Le débat sur le salary-cap en rugby français fait toujours rage. Malik Hamadache, président de Provale, a récemment plaidé pour l’instauration d’un « marquee player », un dispositif permettant à chaque club d’exclure un joueur du calcul de sa masse salariale. Une idée qui ne séduit pas Yann Roubert, président de la Ligue Nationale de Rugby (LNR), qui s’est expliqué sur son opposition.
Yann Roubert rappelle que ce sujet a déjà été débattu en profondeur par les présidents de clubs. Dans une interview accordée à L’Équipe, il souligne : « Ce sujet n’est pas nouveau. Il est encore entré dans les débats cet automne mais il avait assez vite été évacué et refusé par les présidents. Le marquee player existe à l’étranger. Mais est-ce que ça rend le Championnat d’Angleterre meilleur que les autres ? Je ne suis pas sûr qu’eux-mêmes en soient si convaincus. Chez nous, beaucoup jugent que ce n’est pas dans l’esprit du rugby. »

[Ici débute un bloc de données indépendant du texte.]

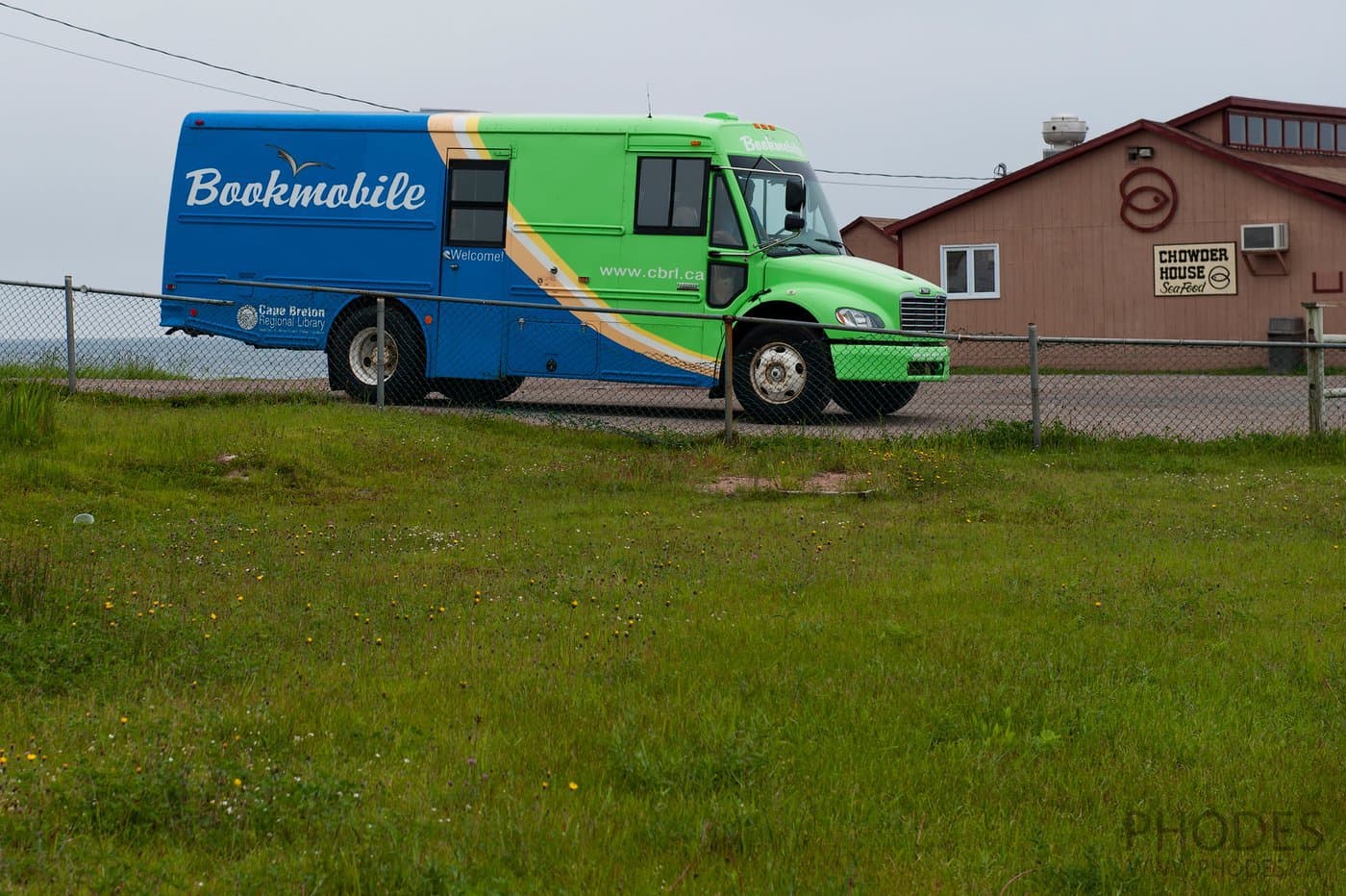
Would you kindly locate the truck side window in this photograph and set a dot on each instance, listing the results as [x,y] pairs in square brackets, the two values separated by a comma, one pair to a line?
[477,199]
[724,225]
[670,195]
[726,284]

Le président de la LNR assume toutefois un changement de position. « Oui, effectivement, je l’avais envisagé il y a une dizaine d’années. J’avais sans doute l’espoir de recruter Beauden Barrett, et que mes actionnaires soient aussi disposés à une telle perspective », confie-t-il, se souvenant de son époque à la tête du LOU Rugby.

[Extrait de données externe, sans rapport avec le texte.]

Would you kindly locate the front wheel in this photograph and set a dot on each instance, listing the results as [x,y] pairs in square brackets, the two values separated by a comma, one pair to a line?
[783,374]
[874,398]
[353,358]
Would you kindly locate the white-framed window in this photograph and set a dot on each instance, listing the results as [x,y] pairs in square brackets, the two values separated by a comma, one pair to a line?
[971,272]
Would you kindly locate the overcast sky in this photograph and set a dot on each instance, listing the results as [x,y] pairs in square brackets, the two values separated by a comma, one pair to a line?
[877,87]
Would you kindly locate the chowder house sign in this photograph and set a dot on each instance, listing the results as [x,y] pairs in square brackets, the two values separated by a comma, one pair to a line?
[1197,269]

Mais c’est l’influence de plusieurs figures historiques du rugby français qui l’a fait changer d’avis. « Éric de Cromières, comme d’ailleurs Laurent Marti, était fondamentalement opposé à ce principe du marquee player. Il m’avait convaincu, à une époque où on craignait un risque de triche, en disant : “Tu peux payer 2 millions d’euros un joueur qui en redonnera 500 000 à un autre. C’est très dur à contrôler et à réguler.” Il y a aussi un problème d’équité entre les joueurs », détaille Yann Roubert.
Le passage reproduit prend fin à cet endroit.